Attachment 7
Analytic Guidelines
Attachment 7 - Analytic Guidelines
|
|
|
|
NHANES Analytic and Reporting Guidelines (available online at http://www.cdc.gov/nchs/about/major/nhanes/nhanes2003-2004/analytical_guidelines.htm)
Last Update: December, 2005
Last Correction: September, 2006
Introduction
This document presents analytic and reporting guidelines that should be used for NHANES data analyses and publications. It represents the latest information from the National Center for Health Statistics on recommended approaches for analysis of all NHANES data, but with a particular focus on data collected in the continuous NHANES (since 1999). Previous versions of NHANES analytic guidelines (the NHANES III Analytic Guidelines http://www.cdc.gov/nchs/about/major/nhanes/nhanes3/nh3gui.pdf and the NHANES 1999-2000 Addendum to the NHANES III Analytic Guidelines http://www.cdc.gov/nchs/data/nhanes/guidelines1.pdf) can still be used. These analytic guidelines will be modified and updated on a periodic basis as new information is acquired and as new statistical techniques for analysis of complex sample surveys are introduced. Users should regularly visit the NHANES website to see if a new version of these latest analytic guidelines has been released.
Summary recommendations
Following is the current list of analytic and reporting guidelines for NHANES public release data. Additional guidelines may be included on future updates as well as more detailed information and examples for some of the existing guidelines.

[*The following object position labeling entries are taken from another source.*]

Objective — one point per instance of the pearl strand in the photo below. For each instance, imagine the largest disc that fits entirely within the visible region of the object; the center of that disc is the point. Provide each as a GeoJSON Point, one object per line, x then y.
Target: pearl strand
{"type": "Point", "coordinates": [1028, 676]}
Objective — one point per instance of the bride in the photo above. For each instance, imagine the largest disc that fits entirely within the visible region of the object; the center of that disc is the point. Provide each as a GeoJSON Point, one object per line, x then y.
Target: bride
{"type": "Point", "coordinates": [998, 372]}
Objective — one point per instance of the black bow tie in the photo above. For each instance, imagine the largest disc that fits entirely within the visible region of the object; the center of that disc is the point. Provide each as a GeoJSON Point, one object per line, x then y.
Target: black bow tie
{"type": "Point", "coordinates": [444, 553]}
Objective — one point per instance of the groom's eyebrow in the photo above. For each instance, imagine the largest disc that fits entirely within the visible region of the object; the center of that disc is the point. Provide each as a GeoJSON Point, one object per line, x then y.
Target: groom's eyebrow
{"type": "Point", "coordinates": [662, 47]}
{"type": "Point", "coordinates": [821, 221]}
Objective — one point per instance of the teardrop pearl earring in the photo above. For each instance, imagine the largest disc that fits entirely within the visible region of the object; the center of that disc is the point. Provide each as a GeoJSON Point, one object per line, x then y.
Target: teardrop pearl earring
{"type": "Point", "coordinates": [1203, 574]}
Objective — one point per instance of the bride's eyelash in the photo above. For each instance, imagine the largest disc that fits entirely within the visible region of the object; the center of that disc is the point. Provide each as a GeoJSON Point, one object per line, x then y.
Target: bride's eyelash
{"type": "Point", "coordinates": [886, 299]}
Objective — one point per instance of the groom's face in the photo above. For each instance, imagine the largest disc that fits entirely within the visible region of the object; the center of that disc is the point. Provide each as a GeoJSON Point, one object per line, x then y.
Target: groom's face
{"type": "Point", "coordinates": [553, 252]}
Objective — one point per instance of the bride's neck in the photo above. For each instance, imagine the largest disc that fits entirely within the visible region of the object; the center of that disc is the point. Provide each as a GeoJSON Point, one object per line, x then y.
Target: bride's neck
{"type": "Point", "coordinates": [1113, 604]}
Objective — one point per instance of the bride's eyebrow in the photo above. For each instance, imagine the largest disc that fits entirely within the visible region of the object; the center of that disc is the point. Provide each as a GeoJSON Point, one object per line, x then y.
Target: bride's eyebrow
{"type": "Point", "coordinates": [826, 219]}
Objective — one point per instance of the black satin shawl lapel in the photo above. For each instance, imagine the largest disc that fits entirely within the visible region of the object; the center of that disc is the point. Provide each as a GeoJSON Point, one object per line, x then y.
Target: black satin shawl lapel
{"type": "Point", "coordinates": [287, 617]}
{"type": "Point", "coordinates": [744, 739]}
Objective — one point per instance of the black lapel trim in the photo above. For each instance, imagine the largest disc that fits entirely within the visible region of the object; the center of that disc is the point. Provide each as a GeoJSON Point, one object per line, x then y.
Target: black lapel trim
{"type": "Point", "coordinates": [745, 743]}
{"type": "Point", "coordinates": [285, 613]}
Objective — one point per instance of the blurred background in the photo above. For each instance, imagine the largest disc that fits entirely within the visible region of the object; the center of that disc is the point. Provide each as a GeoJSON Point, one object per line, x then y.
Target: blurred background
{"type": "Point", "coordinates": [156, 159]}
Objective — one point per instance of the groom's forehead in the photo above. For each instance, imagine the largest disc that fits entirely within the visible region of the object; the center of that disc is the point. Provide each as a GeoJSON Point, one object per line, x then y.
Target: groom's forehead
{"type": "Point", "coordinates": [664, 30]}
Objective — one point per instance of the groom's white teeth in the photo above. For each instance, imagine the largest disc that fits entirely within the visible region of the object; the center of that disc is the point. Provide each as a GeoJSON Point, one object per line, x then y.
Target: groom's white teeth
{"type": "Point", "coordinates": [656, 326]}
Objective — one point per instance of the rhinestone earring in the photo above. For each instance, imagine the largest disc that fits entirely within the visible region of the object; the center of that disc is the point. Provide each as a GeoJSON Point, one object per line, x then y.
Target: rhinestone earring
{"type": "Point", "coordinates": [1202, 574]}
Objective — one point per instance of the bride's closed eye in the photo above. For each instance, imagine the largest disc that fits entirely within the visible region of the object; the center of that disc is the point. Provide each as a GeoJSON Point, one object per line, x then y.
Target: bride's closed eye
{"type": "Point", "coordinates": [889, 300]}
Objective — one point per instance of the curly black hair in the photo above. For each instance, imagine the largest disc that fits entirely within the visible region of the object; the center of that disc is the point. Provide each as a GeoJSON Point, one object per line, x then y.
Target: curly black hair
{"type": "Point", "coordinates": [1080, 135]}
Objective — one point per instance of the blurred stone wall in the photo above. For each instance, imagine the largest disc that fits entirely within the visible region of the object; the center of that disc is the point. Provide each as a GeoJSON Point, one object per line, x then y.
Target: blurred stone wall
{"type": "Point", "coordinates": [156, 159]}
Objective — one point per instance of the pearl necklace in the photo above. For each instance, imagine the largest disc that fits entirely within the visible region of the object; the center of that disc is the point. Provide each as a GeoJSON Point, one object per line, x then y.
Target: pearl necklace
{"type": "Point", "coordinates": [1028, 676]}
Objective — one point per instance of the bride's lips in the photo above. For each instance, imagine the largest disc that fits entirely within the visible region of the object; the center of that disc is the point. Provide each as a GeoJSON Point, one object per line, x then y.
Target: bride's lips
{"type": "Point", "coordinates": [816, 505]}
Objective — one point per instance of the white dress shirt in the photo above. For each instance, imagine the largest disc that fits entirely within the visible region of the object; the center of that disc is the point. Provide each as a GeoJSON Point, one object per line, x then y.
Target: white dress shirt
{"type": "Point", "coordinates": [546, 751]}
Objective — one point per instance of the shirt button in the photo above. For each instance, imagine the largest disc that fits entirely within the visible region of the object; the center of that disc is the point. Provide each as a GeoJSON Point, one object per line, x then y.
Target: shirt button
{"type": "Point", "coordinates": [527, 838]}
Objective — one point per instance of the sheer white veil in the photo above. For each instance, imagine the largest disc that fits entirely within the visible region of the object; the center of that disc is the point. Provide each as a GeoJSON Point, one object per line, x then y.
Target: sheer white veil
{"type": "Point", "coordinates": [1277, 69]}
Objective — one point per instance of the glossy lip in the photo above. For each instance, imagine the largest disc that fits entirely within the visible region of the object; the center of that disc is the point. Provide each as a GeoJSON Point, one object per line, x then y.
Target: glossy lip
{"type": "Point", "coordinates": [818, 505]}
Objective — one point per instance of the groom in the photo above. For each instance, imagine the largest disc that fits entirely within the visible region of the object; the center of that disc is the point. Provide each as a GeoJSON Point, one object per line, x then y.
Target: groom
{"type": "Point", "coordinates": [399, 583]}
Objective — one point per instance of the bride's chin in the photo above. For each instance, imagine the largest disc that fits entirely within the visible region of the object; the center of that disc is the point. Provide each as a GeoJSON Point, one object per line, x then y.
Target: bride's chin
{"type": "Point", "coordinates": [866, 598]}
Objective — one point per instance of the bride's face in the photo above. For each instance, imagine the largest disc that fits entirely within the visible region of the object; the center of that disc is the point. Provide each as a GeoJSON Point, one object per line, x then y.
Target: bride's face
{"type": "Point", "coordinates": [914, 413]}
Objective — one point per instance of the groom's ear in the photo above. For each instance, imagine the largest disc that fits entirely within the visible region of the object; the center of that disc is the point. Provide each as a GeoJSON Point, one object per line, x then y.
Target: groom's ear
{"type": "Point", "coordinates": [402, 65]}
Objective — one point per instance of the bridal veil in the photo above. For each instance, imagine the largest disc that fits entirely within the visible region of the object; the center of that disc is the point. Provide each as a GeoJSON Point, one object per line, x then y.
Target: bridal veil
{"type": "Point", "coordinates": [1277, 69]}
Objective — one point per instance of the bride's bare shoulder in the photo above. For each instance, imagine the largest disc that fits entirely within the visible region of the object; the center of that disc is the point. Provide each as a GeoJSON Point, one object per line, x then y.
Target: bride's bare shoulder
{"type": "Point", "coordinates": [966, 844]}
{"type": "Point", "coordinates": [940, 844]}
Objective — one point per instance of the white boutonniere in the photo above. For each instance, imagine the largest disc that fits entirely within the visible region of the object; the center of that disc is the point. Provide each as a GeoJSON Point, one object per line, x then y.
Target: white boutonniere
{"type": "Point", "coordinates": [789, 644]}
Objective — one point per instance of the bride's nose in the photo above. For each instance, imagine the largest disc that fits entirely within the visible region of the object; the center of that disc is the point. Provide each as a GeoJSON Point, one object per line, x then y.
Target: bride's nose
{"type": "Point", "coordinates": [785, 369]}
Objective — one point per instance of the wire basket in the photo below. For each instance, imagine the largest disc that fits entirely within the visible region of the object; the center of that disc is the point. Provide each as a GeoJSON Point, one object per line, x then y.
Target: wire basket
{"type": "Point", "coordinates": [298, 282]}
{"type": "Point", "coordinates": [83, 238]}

1. The first and over-riding analytic guideline is that the data user, prior to any analysis of the data, should read all relevant documentation for the survey and for the specific data items to be used in an analysis.
Many analytic problems and misinterpretation of the data can be avoided by reading the documentation, examining the data collection protocols and data collection instruments, and conducting preliminary descriptive evaluation of the data. The documentation will indicate how the data were collected, how the data are coded and the amount of missing data. The documentation will also indicate if a data item was collected on all or a sub-sample of sample persons, if it was collected on a limited age-range, or if exclusion criteria were applied for a specific examination component. Specific information on laboratory tests and quality control for these tests are available. For trend analysis, the current documentation can be compared with documentation from past NHANES surveys to determine if a specific data item is comparable with a similar data item collected in previous surveys.
Data collected in NHANES comes from interviews, examinations, and laboratory tests based on blood and urine samples. There may also be measures taken in the home, such as dust or tap water collection. The source of a data item (interview, MEC, sera) is important for both assessment of quality of information and for determining the appropriate sampling weight to be used for producing statistical estimates.
As with any data set, NHANES data are subject to sampling and non-sampling
errors (including measurement error). Interview (questionnaire) data are based on self-reports and are therefore subject to non-sampling errors such as recall problems, misunderstanding of the question, and a variety of other factors. Examination data and laboratory data are subject to measurement variation and possible examiner effects. The NHANES program maintains high standards to insure non-sampling and measurement errors are minimized. Prior to data collection, extensive protocols are developed and reviewed by the public health and scientific community. Prior to and during data collection, NHANES field staff participate in comprehensive training and annual refresher training for Interviewers and MEC staff. As data are processed, extensive quality control procedures are applied. Despite the rigorous quality control standards, estimates produced from any data set are subject to sampling and non-sampling variation and interpretation of analysis must proceed accordingly.
Data content and data collection protocols may change over time; this is another reason to read the documentation in order to understand any issues in comparability of data over time. Changes in methods may occur at any time and the user should not assume they have
2. NHANES has changed from a periodic survey to a continuous survey and the release of public use data files (and their format) has changed as well.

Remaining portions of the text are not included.